The Promise of Gender Analysis for Resolving Same-Sex Marriage

NYT, Gender Bias Issue Could Tip Justice Roberts Into Ruling for Gay Marriage

In a telling moment at Tuesday’s Supreme Court arguments over same-sex marriage, Chief Justice John G. Roberts Jr. suggested that he may have found a way to cast a vote in favor of the gay and lesbian couples in the case.

 

“I’m not sure it’s necessary to get into sexual orientation to resolve this case,” he said. “I mean, if Sue loves Joe and Tom loves Joe, Sue can marry him and Tom can’t. And the difference is based upon their different sex. Why isn’t that a straightforward question of sexual discrimination?”

 

That theory had gotten only slight attention in scores of lawsuits challenging bans on same-sex marriage, and it is unlikely to serve as the central rationale if a majority of the court votes to strike down such bans, an opinion likely to be written by Justice Anthony M. Kennedy.

 

But it could allow Chief Justice Roberts to be part of a 6-to-3 decision, maintaining some control over the court he leads and avoiding accusations from gay rights groups that he was on the wrong side of history.

 

"This would be a clean, formalistic way for the court to resolve the case,” Andrew Koppelman, a law professor at Northwestern University, said in an interview. “It could just apply existing sex discrimination law.”
 
 
 
This Loving argument appeared in some of the first cases of same-sex marriage in Hawaii and Alaska.
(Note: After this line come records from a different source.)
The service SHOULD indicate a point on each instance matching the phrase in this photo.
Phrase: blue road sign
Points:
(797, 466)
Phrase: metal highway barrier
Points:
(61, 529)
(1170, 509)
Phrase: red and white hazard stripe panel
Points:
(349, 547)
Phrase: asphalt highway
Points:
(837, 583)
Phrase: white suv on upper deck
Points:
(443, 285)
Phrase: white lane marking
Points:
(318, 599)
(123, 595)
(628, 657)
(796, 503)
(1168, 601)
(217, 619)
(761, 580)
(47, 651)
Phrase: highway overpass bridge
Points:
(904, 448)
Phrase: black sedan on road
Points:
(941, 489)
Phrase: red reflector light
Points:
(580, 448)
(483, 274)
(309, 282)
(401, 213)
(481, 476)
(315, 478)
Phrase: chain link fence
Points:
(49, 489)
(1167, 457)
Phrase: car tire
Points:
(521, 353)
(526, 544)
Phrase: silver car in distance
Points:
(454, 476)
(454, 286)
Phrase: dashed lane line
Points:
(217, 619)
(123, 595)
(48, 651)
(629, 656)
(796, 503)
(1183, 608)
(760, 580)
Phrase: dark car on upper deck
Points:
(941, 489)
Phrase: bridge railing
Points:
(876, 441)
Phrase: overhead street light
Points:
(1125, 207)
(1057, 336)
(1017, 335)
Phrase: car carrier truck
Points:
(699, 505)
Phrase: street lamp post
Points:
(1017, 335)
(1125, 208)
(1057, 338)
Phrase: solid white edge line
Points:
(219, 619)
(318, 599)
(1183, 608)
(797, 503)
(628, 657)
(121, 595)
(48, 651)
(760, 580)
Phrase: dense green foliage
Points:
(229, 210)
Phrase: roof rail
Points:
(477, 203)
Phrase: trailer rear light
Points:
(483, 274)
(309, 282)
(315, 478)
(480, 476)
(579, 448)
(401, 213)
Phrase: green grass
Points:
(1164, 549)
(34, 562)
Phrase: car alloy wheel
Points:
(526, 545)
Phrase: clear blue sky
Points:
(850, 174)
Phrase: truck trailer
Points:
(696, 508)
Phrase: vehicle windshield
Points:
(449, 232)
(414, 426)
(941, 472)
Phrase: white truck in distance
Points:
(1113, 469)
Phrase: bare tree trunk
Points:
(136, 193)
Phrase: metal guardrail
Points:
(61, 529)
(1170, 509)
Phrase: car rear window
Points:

More recent decisions, however, have rejected this gender argument because the state's intent or animus is not directed at sex - either men or women, in the way that inter-racial bans were directed at blacks and Asians. With a disconnect between the law's classification and the intent, courts have found no sex-based discrimination.
 
What might help get at the sex-based intent/animus argument is the rationales same-sex marriage opponents make about the need for two different gender parents, i.e. the need for a nurturing-type parent of the woman or in the case of lesbians the need for a disciplinarian of the father. This stereotypical typecasting gets closer to seeing a nexus between classification and intent sufficient to strike down same-sex marriage bans as sex discrimination.